# Predict the Record for February - HKF WINS!



## Dissonance (Jul 21, 2004)

Mon 01 @ New Orleans *W*
Wed 03 @ Denver *W *
Fri 05 @ Sacramento *W * 
Wed 10 vs Portland *L*
Tue 16 @ Memphis * W *
Wed 17 @ Dallas *L *
Fri 19 vs Atlanta *W *
Sun 21 vs Sacramento *W *
Tue 23 @ Oklahoma City *W *
Wed 24 vs Philadelphia *W *
Fri 26 vs LA Clippers *W * _Current High Score of 125_
Sun 28 @ San Antonio *L 37-24 (9-3)*


No need to go game by game, just choose a record. Remember, choose a high score for the Suns this month as a potential tie breaker. Ties are stupid. No specific game. All you have to do is be the closest.


----------



## Hyperion (Dec 5, 2006)

*Re: Predict the Record for February*

7-5 with a high score of 110.3


----------



## nffl (Jun 25, 2006)

*Re: Predict the Record for February*

I'm optimistic. 9-3 with a high score of 135.


----------



## Dissonance (Jul 21, 2004)

*Re: Predict the Record for February*

8-4 with high score of 121


----------



## MeirToTheWise (Nov 9, 2005)

*Re: Predict the Record for February*

6-6. High score of 123.


----------



## Dissonance (Jul 21, 2004)

*Re: Predict the Record for February*

We have a game tonight.

I'll just scrap this if we don't get more.


----------



## Seuss (Aug 19, 2005)

*Re: Predict the Record for February*

1-11 high score of 189


----------



## Basel (Mar 31, 2005)

*Re: Predict the Record for February*

7-5. High score of 124.


----------



## Hyperion (Dec 5, 2006)

*Re: Predict the Record for February*



Basel said:


> 7-5. High score of 124.


son of a *****.


----------



## HKF (Dec 10, 2002)

*Re: Predict the Record for February*

9-3. I think the Suns, if they move Amare quickly could get to 11-1 with a few breaks. Anything less than 8-4 and I don't see playoffs in their future. 

High score 129


----------



## croco (Feb 14, 2005)

*Re: Predict the Record for February*

7-5

119


----------



## Dissonance (Jul 21, 2004)

HKF wins with a 9-3 prediction and just 4 pts off high score.

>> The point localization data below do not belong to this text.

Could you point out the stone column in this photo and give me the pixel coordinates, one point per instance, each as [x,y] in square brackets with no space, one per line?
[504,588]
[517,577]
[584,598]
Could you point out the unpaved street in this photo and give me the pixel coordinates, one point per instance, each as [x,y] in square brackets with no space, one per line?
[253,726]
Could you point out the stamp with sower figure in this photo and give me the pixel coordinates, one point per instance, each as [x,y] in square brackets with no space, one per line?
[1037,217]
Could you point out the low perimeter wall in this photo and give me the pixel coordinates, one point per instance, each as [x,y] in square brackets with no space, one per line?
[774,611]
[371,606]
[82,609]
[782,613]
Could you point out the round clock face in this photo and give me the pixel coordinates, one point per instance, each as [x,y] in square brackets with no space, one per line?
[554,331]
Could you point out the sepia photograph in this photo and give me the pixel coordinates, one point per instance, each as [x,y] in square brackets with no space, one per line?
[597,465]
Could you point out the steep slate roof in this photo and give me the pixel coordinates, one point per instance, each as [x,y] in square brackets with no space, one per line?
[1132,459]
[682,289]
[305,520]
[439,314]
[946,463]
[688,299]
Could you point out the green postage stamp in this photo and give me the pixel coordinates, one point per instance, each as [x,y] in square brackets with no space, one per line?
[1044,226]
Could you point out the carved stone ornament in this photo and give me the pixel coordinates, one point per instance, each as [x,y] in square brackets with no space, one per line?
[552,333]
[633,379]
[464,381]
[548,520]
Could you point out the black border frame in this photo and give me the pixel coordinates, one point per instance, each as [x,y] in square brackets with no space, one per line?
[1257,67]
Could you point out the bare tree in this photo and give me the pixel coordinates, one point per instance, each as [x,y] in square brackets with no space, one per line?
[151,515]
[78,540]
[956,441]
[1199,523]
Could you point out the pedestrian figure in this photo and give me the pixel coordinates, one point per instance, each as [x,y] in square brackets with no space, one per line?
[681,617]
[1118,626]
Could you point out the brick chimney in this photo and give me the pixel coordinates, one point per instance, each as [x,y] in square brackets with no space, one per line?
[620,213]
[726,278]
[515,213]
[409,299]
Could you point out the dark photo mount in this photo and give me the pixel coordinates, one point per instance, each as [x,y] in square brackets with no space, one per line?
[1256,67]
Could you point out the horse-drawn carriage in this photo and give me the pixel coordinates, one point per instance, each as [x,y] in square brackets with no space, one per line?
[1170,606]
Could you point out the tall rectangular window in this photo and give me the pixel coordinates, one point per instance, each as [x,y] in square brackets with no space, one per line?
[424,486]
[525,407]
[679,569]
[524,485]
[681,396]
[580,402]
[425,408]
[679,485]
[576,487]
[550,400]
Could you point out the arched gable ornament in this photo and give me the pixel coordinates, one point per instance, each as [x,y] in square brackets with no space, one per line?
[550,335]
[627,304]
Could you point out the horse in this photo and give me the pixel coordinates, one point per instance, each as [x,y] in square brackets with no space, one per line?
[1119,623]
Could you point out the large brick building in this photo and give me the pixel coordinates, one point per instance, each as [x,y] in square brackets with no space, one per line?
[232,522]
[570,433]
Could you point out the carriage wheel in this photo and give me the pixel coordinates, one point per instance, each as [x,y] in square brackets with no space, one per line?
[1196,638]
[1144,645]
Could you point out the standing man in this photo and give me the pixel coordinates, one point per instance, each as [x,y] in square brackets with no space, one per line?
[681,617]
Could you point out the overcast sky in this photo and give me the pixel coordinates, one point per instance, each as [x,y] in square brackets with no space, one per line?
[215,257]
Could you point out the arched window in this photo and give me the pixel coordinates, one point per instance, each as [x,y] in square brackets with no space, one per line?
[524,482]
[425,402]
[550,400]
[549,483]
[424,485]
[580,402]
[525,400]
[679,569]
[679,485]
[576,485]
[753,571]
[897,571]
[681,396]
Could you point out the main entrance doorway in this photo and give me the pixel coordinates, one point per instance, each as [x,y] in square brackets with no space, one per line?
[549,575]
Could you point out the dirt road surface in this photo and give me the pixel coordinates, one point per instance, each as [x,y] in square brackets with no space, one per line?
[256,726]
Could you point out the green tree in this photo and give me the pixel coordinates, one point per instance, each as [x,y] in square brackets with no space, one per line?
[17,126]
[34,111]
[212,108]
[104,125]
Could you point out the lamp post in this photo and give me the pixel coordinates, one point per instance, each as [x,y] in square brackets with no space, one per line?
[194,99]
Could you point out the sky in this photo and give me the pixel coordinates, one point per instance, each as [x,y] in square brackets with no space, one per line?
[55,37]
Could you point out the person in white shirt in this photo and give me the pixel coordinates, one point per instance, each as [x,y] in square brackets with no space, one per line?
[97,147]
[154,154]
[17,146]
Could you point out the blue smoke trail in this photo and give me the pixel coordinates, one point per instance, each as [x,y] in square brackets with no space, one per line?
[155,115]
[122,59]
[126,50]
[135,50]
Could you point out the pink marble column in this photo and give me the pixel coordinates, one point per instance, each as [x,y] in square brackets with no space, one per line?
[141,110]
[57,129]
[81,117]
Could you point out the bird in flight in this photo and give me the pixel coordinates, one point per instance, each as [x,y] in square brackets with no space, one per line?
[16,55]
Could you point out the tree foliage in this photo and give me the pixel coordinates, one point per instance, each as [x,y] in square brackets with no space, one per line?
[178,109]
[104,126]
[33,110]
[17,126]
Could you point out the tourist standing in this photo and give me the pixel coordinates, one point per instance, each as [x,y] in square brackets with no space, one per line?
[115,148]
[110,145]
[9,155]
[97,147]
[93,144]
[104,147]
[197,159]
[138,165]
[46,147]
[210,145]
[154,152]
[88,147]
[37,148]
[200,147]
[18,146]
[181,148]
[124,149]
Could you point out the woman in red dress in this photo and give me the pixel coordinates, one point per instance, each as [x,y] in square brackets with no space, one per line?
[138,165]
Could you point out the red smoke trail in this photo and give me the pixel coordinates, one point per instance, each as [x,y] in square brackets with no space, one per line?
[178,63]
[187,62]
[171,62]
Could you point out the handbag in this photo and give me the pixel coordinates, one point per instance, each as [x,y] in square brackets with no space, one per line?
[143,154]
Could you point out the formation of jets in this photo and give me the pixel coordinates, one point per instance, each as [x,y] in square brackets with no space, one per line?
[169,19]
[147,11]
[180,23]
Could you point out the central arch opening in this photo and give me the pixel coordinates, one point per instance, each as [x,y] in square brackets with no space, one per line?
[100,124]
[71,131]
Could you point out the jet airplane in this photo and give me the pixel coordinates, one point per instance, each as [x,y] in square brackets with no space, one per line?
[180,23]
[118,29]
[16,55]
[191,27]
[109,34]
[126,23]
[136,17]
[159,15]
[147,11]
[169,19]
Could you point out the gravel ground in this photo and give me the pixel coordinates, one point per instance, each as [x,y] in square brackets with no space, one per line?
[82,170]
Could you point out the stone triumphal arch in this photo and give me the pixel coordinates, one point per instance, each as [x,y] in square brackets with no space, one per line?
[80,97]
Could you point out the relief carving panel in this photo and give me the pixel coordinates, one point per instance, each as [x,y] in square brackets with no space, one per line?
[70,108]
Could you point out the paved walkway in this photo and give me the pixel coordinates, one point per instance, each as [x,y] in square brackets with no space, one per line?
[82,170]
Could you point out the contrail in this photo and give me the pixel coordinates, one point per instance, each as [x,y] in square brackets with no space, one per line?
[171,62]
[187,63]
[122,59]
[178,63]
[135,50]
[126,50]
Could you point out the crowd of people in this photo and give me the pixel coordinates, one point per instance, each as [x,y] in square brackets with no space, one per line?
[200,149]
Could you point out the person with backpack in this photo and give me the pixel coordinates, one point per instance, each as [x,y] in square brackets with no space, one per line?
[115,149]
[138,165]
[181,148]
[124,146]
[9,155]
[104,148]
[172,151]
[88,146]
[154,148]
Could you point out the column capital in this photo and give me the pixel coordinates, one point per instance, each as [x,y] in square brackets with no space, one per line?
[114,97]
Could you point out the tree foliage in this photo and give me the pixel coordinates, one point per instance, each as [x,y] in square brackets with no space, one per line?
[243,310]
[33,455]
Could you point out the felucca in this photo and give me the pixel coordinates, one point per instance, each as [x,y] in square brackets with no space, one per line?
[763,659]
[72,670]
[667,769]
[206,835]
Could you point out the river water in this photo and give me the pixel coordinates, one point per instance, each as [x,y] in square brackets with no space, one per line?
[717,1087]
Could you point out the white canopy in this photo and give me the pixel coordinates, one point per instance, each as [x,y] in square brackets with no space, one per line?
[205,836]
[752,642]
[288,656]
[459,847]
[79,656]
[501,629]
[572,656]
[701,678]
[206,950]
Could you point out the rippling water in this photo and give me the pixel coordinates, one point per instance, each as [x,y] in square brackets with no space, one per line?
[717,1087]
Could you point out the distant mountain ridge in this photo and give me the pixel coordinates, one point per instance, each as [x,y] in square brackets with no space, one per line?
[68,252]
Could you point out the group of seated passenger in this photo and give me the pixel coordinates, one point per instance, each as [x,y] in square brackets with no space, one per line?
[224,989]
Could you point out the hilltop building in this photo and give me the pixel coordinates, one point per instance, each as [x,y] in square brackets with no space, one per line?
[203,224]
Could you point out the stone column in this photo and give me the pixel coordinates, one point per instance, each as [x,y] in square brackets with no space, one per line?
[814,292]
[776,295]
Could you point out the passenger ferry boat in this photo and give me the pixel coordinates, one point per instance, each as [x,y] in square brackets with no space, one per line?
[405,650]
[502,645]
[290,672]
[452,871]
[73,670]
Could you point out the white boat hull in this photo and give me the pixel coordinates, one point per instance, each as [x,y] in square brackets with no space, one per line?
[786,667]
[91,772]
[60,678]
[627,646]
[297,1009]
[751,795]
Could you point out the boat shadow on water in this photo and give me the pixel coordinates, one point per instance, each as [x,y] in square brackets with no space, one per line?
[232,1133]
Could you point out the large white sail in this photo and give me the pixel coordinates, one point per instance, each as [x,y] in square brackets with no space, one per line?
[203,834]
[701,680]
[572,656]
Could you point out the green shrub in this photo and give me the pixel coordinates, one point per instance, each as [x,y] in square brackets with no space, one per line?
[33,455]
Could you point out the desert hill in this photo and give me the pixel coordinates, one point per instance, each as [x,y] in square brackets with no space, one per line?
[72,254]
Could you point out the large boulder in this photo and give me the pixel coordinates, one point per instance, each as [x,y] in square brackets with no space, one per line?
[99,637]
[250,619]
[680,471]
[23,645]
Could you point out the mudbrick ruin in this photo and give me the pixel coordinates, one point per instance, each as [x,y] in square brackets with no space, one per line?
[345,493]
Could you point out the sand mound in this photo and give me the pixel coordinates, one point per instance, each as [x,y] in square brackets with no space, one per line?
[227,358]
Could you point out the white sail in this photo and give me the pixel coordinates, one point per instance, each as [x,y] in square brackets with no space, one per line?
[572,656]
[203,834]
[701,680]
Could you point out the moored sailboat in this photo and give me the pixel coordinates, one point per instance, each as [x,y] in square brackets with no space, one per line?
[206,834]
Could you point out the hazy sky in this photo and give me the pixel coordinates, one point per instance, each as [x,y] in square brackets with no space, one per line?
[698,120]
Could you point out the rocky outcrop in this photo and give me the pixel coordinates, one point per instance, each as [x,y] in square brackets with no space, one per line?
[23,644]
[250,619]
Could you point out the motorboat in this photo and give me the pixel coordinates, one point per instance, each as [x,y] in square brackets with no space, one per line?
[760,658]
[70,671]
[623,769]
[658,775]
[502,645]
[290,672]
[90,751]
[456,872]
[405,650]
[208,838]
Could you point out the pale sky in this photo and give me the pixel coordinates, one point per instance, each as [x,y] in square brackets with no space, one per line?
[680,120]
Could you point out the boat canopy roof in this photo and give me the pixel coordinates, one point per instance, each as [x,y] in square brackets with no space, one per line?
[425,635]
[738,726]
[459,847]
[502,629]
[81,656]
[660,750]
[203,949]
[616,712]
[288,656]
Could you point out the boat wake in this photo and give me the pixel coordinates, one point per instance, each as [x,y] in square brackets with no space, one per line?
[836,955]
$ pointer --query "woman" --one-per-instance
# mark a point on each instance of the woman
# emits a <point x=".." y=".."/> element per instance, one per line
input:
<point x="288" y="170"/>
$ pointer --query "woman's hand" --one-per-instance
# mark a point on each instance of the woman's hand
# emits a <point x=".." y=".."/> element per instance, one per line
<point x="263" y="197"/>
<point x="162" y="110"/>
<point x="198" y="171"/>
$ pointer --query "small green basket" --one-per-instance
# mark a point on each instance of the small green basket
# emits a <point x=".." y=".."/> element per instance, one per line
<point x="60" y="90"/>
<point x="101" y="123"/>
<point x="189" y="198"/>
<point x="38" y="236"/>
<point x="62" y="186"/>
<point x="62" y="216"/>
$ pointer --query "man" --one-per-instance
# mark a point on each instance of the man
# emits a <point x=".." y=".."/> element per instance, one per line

A March thread is right here


----------



## HKF (Dec 10, 2002)

I just saw Stein's power rankings and was reminded about this thread. On the one hand I am happy I won, on the other Jason Richardson blew what could have been a 10-2 month had the Suns forced OT. Thanks J-Brick.


----------



## Dissonance (Jul 21, 2004)

At 10-2, you actually still would've won with closest score and since no one picked that record. 

Yeah, he drives us crazy. Thankfully, he's an expiring next yr, so they can maybe get something for him or he just walks.


----------